Q&A with Karen Foxlee
Can you tell us about Lenny Spink, and how she made her way from your imagination and onto the page?
Lenny Spink is the narrator of my story. She lives with her brother in an apartment overlooking a Greyhound bus station, and at night, in the bedroom they share, they like to stay up to watch the arrivals and departures. Lenny misses her dad, who left and never came back, and is fiercely protective of her brother, who can’t stop growing. She has to help her mother a lot as she works two jobs. Lenny is loyal, brave, sometimes fiery, but she’s also got lots of worries and concerns. Life isn’t easy in the Spink household. The thing I love about Lenny most is her tremendous sense of wonder. She’s so open to everything she reads in the Burrell’s Build-It-at-Home Encyclopedia that arrives weekly, issue by issue, to their mailbox. In particular, she loves beetles and has plans to become a coleopterist when she grows up, and discover new species.
Lenny was quite a surprise (and a real gift) from my imagination. I only had a vague collection of ideas for this story: a boy who keeps growing, a single mother, and an encyclopedia set. But whenever I attempted to put it down on the page … I got nowhere. After putting the project away for several years, it began calling me again while I was editing A Most Magical Girl. When I finally sat down to write this time, Lenny was there, waiting. The first words I wrote were in her voice – Our mother had a dark heart feeling. It was as big as the sky kept inside a thimble. That’s how dark heart feelings are. They have great volume but they can hide in small places. You can swallow them with a blink and carry them inside you so no one would know. I knew straight away that everything was going to be ok. Lenny was going to tell this story.
What is gigantism, and how does it affect Lenny’s brother, Davey?
In medical terms, gigantism is a rare condition that causes abnormal growth. Davey starts growing around his fifth birthday. He grows in stature rapidly until, by the time he is seven, he is man-sized. His growing also has a detrimental effect upon his health. There are many kinds of conditions that can lead to abnormal growth in children. I based Davey’s condition on pituitary gigantism, which is usually caused by a tumour on the tiny pituitary gland in the brain and results in the overproduction of growth hormone. I used considerable artistic license, however, in making Davey’s condition a one-of-a-kind condition that baffled doctors in the early seventies.
Lenny’s Book of Everything is set in the 1970s. What were the biggest differences for kids growing up in that time, compared to now?
That’s a great question and one I’ve thought about so much while I was writing Lenny’s Book of Everything. It sounds like a cliché, but I think life was simpler. There was much less choice than today. By that I mean choice about what to do, what to watch, what to buy. Choice was my Dad coming home with the Cadbury family block of chocolate on a Saturday night after he’d been at the pub, and everyone deciding which flavour they’d like and then turning on the television and deciding between the two available channels! Perhaps more importantly though, the world was unclouded by small screens. Most people had a television, the centre of the home, a telephone on the wall and a radio in the kitchen. But that was it! If I wanted to research something for one of the ‘novels’ I was writing, my mum would drive me to the library and tell me she’d pick me up in two hours. I’d search through the card catalogue drawers for what I needed. And then when I got bored, I’d just wander about, touching books, opening them up, imagining things.

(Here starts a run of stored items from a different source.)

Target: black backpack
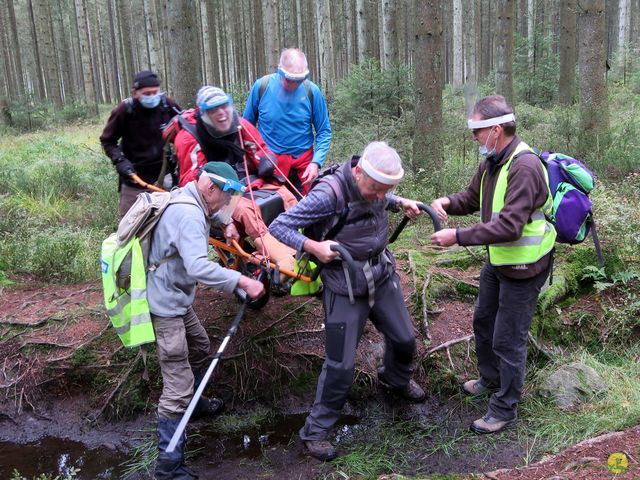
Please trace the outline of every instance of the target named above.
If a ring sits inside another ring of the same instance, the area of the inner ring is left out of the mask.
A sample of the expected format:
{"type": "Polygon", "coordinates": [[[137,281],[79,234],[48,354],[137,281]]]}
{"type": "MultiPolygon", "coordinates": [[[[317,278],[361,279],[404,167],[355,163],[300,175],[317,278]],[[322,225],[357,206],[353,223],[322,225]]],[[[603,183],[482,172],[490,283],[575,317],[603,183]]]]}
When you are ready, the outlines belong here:
{"type": "Polygon", "coordinates": [[[312,191],[320,183],[326,183],[336,196],[336,212],[329,220],[321,223],[314,223],[305,227],[303,234],[311,240],[318,242],[331,240],[338,235],[344,227],[349,215],[349,205],[344,199],[344,178],[339,171],[341,165],[333,164],[325,168],[311,184],[309,191],[312,191]]]}

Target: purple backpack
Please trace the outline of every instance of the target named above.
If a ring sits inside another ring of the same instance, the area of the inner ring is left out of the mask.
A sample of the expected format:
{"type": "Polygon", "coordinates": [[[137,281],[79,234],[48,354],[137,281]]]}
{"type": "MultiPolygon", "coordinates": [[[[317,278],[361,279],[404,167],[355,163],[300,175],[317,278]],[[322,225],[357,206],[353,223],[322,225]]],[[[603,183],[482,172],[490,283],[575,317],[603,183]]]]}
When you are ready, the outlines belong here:
{"type": "Polygon", "coordinates": [[[593,226],[589,193],[595,180],[582,162],[562,153],[542,152],[542,161],[549,173],[549,188],[553,197],[553,213],[549,220],[556,227],[560,243],[576,244],[587,238],[593,226]]]}

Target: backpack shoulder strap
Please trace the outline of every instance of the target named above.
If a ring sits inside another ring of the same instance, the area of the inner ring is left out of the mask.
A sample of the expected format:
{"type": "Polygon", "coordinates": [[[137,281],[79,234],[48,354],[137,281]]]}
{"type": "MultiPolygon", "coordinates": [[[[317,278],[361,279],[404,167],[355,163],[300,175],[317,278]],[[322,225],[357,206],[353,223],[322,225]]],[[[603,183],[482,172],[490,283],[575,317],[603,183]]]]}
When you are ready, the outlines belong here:
{"type": "Polygon", "coordinates": [[[307,98],[309,99],[309,104],[311,105],[311,123],[313,123],[313,90],[311,89],[311,82],[309,79],[306,79],[303,82],[304,89],[307,92],[307,98]]]}
{"type": "Polygon", "coordinates": [[[271,78],[271,75],[264,75],[260,79],[260,89],[258,90],[258,105],[260,105],[260,100],[262,99],[262,96],[264,95],[264,92],[267,89],[267,85],[269,83],[270,78],[271,78]]]}
{"type": "Polygon", "coordinates": [[[127,97],[124,100],[124,111],[127,115],[131,115],[133,113],[133,98],[127,97]]]}
{"type": "Polygon", "coordinates": [[[342,228],[347,223],[347,217],[349,216],[349,205],[347,205],[345,202],[344,192],[342,189],[342,181],[340,178],[338,178],[338,175],[340,174],[337,174],[336,172],[333,175],[328,175],[327,177],[322,179],[323,182],[325,182],[327,185],[329,185],[329,187],[331,187],[331,190],[336,196],[336,216],[337,216],[335,223],[331,228],[329,228],[327,233],[324,235],[323,240],[331,240],[335,238],[335,236],[338,235],[338,233],[340,233],[340,230],[342,230],[342,228]]]}
{"type": "Polygon", "coordinates": [[[187,132],[191,134],[193,138],[196,139],[196,142],[200,142],[200,138],[198,138],[198,133],[196,130],[196,126],[184,118],[182,115],[178,115],[178,122],[180,122],[180,128],[184,128],[187,132]]]}

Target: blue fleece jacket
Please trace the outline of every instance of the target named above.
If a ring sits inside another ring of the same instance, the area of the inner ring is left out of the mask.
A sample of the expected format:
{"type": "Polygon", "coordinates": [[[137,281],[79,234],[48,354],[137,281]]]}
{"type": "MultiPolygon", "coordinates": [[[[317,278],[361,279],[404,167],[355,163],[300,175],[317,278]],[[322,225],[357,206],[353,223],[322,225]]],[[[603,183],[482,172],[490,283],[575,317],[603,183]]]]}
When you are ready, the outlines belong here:
{"type": "Polygon", "coordinates": [[[313,98],[313,108],[304,84],[293,92],[282,86],[279,73],[269,76],[267,87],[260,97],[261,79],[258,79],[249,92],[247,106],[242,116],[258,130],[271,150],[277,154],[298,157],[314,146],[313,162],[319,167],[331,144],[331,122],[327,102],[318,86],[309,82],[313,98]]]}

Were build-it-at-home encyclopedias a real thing?
I don’t know if they were. I couldn’t find a real example. But I know that there were a few different reference sets you could buy issue by issue at the newsagency when I was growing up, so I kind of extrapolated from that. I loved writing about the encyclopedia in Lenny’s Book of Everything and love the idea of the home delivery of knowledge to Lenny and Davey’s household. Those kids go everywhere through those pages. I also enjoyed writing about the wonderful relationship that develops between Martha Brent, the Sales Manager at Burrell’s Headquarters, and Cindy Spink.
Encyclopedias hold a wealth of knowledge about the world (and obviously would have been particularly valuable pre-internet), but as far as reading material goes, some might consider them a little dry. What is it Lenny and Davey find so fascinating about the entries?
I think they love the sheer diversity of what they are reading about and the novelty of having that knowledge delivered to them. It’s like the whole world is slowly, week by week, moving into their little living room on Second Street. Right from the start, they are fascinated by what the As contain, from the abominable snowman to amoeba, and they start to think ahead to what the other volumes might hold. But they aren’t always happy with what they read. Sometimes they are bored. Sometimes disappointed. Sometimes they feel the entries lack detail. They have definite favourites and entries they return to again and again―birds and beetles in particular.